The collarless, sleeveless tailored jackets were a bit more obvious in their reference to India, but not too much so.
"The collection is out of India, but India is just the starting point," Wang said in a backstage interview. "There is no belly dancing, there are no sarongs, there are no saris. It is about the sort of discipline about Indian men's clothes like Nehru, against the mystery and sensuality of Indian women — but not literally."
Here's how far Mary-Kate and Ashley Olsen have come with their fashion collection The Row: Sitting at the spring preview, it becomes clear that other designers at New York Fashion Week have been mimicking the layered-yet-airy refined look that is at the heart of this label.
This was the real deal, though, with the Olsens piling on the models long and fluid duster coats, tunics and dresses on Monday, sometimes paired with pajama pants and other times with slouchy skinny-leg silk ones.
The Row did hit on the emerging lingerie trend, although they don't get credit for starting that one. That seems to be a collective statement coming from fashion insiders as they put next season into focus.
Almost every outfit here was a single color, head to toe. There was no embellishment so the clothes had to speak for themselves. In their notes, the Olsen twins said the collection "celebrates a spirit of subtle colors and exquisite layering."
It was another example of the easy elegance that earned them the Council of Fashion Designers of America's award earlier this year as the top womenswear designers.
Punk met the medieval princess on the catwalk at Rodarte, where the design-duo sisters said they were inspired by medieval and role-playing games.
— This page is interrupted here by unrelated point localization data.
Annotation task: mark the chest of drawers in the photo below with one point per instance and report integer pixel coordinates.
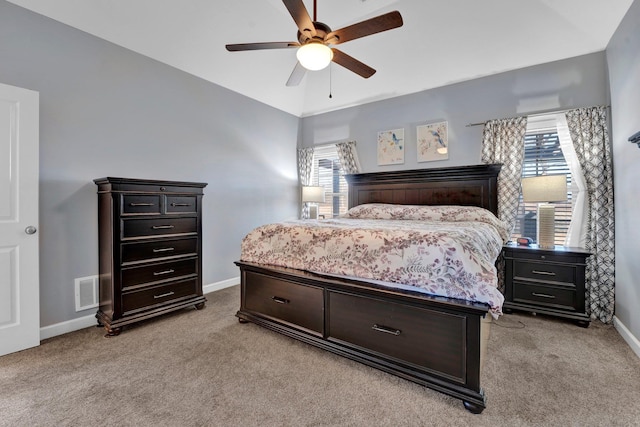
(546, 281)
(150, 246)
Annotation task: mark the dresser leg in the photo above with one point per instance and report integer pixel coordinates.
(474, 408)
(112, 332)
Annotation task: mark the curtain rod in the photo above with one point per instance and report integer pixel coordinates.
(535, 113)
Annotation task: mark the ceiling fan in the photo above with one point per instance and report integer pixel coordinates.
(315, 41)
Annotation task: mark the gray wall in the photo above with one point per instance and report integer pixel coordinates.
(106, 111)
(623, 57)
(571, 83)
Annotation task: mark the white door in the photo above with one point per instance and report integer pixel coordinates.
(19, 272)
Laura and Kate Mulleavy took the edge off grommet-covered leather pants by pairing them with silk blouses, and toughened up a brocade organza dress a leather embroidered bodice.
The peach halter gown with a yellow waistband could entice a hero for a damsel in distress.
But don't mistake this spring collection for anything but modern: The chunky shoe made of mixed materials and a computer-cut heel made sure of that. The cagelike corsets used here fit into this apparent fascination with harnesses this round of fashion previews, but they somehow seemed to make more sense on this runway where the Mulleavys don't pull any punches.
Mark Badgley and James Mischka seem to like movies a lot. Old movies.
For their Spring 2013 collection, the designer duo picked a 1935 film version of Shakespeare's "A Midsummer Night's Dream" — a play that takes place in the spring, after all.
The film starred James Cagney, but the star of the Badgley Mischka collection was their fabrics — "springlike fabrics, but with depth to them," explained Mischka backstage. Lots of tulle and chiffon, for example.